New listings have dropped more than 60 per cent in some city regions since the state went into lockdown and there has been minimal distressed sales or panic selling.
This helped prevent an average fall in prices over March, with preliminary data showing the Sydney median home price may finish April relatively unchanged.
My Housing Market economist Andrew Wilson said prices would likely fall at some point but the lack of distressed sales, such as those defaulting on their mortgages, was a healthy sign for the market.
It meant few vendors were in the position where they had to accept whatever the market offered and could hold off selling until they were satisfied with the price.
Buyers have also remained active in the market, particularly those who missed out on properties earlier this year or last year and already have pre-approval for a loan.
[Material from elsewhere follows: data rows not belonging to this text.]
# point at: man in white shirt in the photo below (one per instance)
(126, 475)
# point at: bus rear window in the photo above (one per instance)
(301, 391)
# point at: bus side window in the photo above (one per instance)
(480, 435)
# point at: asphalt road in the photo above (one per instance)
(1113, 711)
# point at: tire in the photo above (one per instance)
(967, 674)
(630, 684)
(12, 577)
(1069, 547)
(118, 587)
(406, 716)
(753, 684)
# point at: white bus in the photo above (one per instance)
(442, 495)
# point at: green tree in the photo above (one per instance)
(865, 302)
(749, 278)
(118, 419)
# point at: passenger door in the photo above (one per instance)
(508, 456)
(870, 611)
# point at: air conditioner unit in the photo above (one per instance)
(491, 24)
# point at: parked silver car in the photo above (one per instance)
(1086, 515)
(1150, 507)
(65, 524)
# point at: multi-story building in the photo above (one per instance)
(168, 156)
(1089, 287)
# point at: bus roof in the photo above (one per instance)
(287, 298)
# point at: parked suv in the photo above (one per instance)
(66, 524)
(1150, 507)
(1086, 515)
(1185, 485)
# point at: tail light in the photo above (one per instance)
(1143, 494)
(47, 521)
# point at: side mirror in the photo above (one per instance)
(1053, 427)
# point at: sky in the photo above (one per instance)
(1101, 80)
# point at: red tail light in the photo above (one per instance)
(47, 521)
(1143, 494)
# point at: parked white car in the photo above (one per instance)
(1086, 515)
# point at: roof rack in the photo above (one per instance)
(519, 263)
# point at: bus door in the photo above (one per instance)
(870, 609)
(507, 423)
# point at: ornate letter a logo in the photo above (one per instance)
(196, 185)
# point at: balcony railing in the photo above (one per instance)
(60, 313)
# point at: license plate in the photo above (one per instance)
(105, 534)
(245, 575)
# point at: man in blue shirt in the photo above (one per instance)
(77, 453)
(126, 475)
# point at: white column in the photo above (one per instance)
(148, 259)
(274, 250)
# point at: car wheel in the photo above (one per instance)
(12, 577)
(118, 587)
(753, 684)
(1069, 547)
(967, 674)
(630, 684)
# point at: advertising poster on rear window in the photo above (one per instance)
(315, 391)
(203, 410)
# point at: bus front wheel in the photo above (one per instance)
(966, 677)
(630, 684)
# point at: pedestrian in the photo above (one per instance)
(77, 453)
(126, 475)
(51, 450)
CoreLogic head of research Eliza Owen said housing values were relatively resilient considering the economic hit from coronavirus.
Job losses and employees working shorter hours would normally suggest more distressed sales but there is no evidence of this so far, Ms Owen said.
“It seems hard to digest that property values have not plummeted,” she said.
“The fact listing volumes and seller activity is so low, and therefore available housing supply constrained, may be one factor preserving relative stability in property prices.”
Sydney regions with a more than 60 per cent drop in new listings since March included the northwest, eastern suburbs and lower north shore.
There was a 58 per cent drop in Sydney’s south and a similar reduction in new listings on the Northern Beaches, My Housing Market data showed.
McGrath agent Nicholas Wise said there was just a single new apartment listing in Coogee this week but plenty of motivated buyers still looking, including underbidders from auctions earlier this year.
“Transaction activity is down but not the prices,” he said.
Liam Alban and wife Alyssa said they had little choice but to list their Maroubra home amid the coronavirus pandemic because they had just bought their next home.
They were initially nervous about the sale but were relieved when buyers started coming to inspect the home and offers rolled in.
Their home sold before their scheduled online auction and the couple were “very happy with the price”, Mr Alban said.
“We were anxious about our auction but it worked out perfectly,” he said. “There was more interest than we (expected).”
PK Property buyer’s agent Peter Kelaher said most of the housing market was not falling back but simply in hibernation during the crisis, with some exceptions. Premium properties were getting heavily discounted, he said.